Procurados, Paes e Castro não responderam à reportagem até o fechamento desta edição.

Segundo interlocutores dos chefes do Executivo da capital e do Estado, a proximidade do prefeito e do governador com Domingos e Chiquinho - agora vistos como os supostos mandantes do assassinato de Marielle - pode afugentar eleitores. Em relação a Paes, o impacto seria em sua própria campanha à reeleição, dizem fontes.

Já Castro deve apoiar o deputado bolsonarista Ramagem. Um dos principais fiadores da campanha do parlamentar é o senador Flávio Bolsonaro (PL-RJ), que também aparece em imagens fazendo campanha ao lado da família Brazão. Ramagem não respondeu à reportagem.

Para Paes, afirmam fontes próximas, há o agravante de Chiquinho ter sido secretário de Ação Comunitária de outubro do ano passado até fevereiro de 2024. Embora o prefeito, desde as prisões, ainda não tenha se manifestado publicamente sobre o caso, a prefeitura mandou uma nota no domingo dizendo que indicação do deputado partiu de um partido aliado, o Republicanos, para onde Chiquinho pretendia migrar na janela partidária deste ano. O parlamentar acabou expulso do União Brasil, legenda à qual era filiado até ser preso.

“[A operação da PF] confirma o domínio do território não só físico mas também politico. É evidente que aqueles que se associaram ou associaram à sua gestão diretamente aos personagens têm o que dizer a sociedade”, disse ao Valor o líder do PL no Senado, Carlos Portinho, aliado do ex-presidente Bolsonaro. “O Rio é uma cidade que vive uma grave disputa de territórios. Chega de clãs e basta dos senhores feudais da politica. Não estamos em boas mãos, definitivamente”, disse.

Para redução de danos à imagem de Paes, uma aposta possível é evidenciar a denúncia contra Barbosa feita por seu secretário de Ordem Pública, Brenno Carnevale, que foi delegado na Delegacia de Homicídios entre 2016 e 2018. O depoimento de Carnevale foi usado pela Polícia Federal para apontar a conduta do ex-chefe da Polícia Civil na obstrução das investigações envolvendo o crime organizado.

Nesta segunda-feira (25), o secretário de Paes já começou a dar entrevistas sobre o caso, afirmando que denunciou Barbosa anos atrás: “Meu depoimento foi justamente para expor essa forma de tratar e negociar as investigações”, disse.

Entre políticos ouvidos pela reportagem, alguns apontam um postulante à prefeitura do Rio que tem capacidade de sair maior eleitoralmente após a operação da Polícia Federal: o deputado federal Tarcísio Motta (Psol-RJ), contemporâneo de Marielle na Câmara dos Vereadores.

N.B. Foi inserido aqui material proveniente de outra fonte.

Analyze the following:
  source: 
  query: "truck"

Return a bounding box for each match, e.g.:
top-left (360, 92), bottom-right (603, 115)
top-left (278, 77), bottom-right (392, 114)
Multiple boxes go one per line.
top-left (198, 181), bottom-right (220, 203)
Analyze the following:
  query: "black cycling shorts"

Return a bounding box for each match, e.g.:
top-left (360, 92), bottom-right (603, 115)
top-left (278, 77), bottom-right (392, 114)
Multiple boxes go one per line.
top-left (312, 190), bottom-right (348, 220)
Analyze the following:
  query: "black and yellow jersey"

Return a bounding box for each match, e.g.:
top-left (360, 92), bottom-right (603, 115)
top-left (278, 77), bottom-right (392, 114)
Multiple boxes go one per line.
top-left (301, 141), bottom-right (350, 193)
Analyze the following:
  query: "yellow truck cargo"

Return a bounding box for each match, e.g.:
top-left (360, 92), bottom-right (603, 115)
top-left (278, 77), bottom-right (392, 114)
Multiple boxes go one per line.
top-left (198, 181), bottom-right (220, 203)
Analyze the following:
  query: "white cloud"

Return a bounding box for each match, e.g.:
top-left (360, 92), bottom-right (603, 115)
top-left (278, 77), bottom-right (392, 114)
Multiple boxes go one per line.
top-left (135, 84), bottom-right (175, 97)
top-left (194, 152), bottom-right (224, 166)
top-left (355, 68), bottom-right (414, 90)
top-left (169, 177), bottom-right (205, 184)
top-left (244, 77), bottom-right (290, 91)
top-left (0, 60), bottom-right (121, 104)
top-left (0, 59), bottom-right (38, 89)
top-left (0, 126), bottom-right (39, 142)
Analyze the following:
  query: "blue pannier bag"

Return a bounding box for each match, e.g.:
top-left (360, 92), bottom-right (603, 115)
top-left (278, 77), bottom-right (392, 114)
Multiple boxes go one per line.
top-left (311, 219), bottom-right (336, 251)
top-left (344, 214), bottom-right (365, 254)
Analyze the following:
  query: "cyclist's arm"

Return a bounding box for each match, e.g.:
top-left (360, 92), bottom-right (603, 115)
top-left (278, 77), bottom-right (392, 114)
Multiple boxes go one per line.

Essa avaliação foi dada tanto por correligionários do parlamentar quanto por políticos mais ao centro.

“O caso Marielle vai servir de chamamento para que os eleitores não votem mais em candidatos que tenham algum tipo de relação com o crime organizado. Quem passava pano para a criminalidade, deve parar. Não pode haver mais cumplicidade com os coronéis modernos”, afirmou o deputado federal Chico Alencar (Psol-RJ).